—Él —susurró—... ¿Esto es cierto? ¡Él no puede hacer eso! No puede bloquearte una salida sin darte otra mejor.

Los ojos azules de Annie, bordeados de incontables venas enrojecidas, reflejaron algo que, entre tantas lágrimas, Jessica no supo leer:

M-Me dijo —comenzó la rubia— que, qué —hipó—... le diga a p-pá que no sé quién es el padre —concluyó, rápido, cubriéndose con una mano la boca.

Jessica perdió la expresión.

—¿En serio te dijo eso?

—¡Sí!

—... Quiere que te enfrentes a mi tío Raff tú sola —hablaba bajito, horrorizada.

—¿Es una mala idea?

—¡Mucho, Annie!

La rubia sintió ganas de gritar. La realidad era que Angelo no le había dicho eso. Ciertamente había sido algo... en su opinión, peor —le había mentido a su prima porque quería tener una reafirmación de que su idea no era del todo mala. Suya—. Lo que él le había dicho, era:

"Hablar con papá, en estas circunstancias, es imposible. Tal vez si tú fueras otra chica, cualquier otra, llegaríamos un acuerdo..., pero eso no es posible" presintió, y luego le había preguntado en dónde se veía en cinco o diez años; naturalmente, envuelta en su terror y, de momento, impotencia, ella no había podido —ni querido— responder a nada, y entonces él le dijo algo en lo que ella ni siquiera había pensado: "No sé en dónde voy a estar en cinco o diez años pero, si estoy con vida, es obvio que estaré a tu lado" y, su tono, sugería que era algo que daba por hecho..., al igual que hacía ella. Luego él había añadido algo más, cosas que ella no podía recordar en ese momento..., no podía porque se centraba en lo último que había soltado él: "Lo único que podemos hacer, Annie, lo único que se me ocurre, es ponernos a salvo... lejos de él, hasta que nazca el bebé."

* * *

Angelo Petrelli, buscando silencio, se había metido detrás de las gradas del campo de soccer, que a esa hora de la mañana se encontraban vacías. Su antiguo refugio, el laboratorio abandonado de física, ya era demasiado conocido y siempre estaba lleno de gente. Estaba recostado sobre un montón de costales de lona, donde guardaban los balones, cuando Raimondo y Lorenzo lo encontraron.

El pelirrojo, comiendo fruta de una bolsa, comentaba algo sobre unos fuegos pirotécnicos a un Raimondo silencioso, cuando tomaron asiento a su lado, pero sin hablarle; Angelo había estado de malas.

Poco tiempo luego, justo arriba de ellos, sobre las gradas, pasó corriendo un chico bajo y delgado, tal vez de primer grado; él ocultó algo y, cuando volvía, Fabrizio y otro chico, de último grado, lo alcanzaron:

—¿Dónde está? —le ladró Fabrizio.

—No lo tengo —dijo el niño, con voz temblorosa.

Lorenzo no se preguntó qué cosa querrían ellos quitarle al niño, pues estaba más interesado en el hecho de que él parecía estar a punto de orinarse de miedo. Angelo suspiró, enfadado.

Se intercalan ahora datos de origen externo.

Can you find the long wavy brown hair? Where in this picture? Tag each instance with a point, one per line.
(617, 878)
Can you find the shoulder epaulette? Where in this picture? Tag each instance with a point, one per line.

Hey —alzó la voz, llamando a los invasores.

Los tres chicos, sobre las gradas, miraron hacia abajo.

—Largo —ordenó Angelo.

Fabrizio torció un gesto y replicó:

—No es tu asunto, Angelo.

—Lárgate, Fabrizio —terció Raimondo, endureciendo la voz, presintiendo que su amigo no estaba de humor para nada.

El otro muchacho apretó los labios, empujó al chico de primer grado y se marchó seguido por Fabrizio.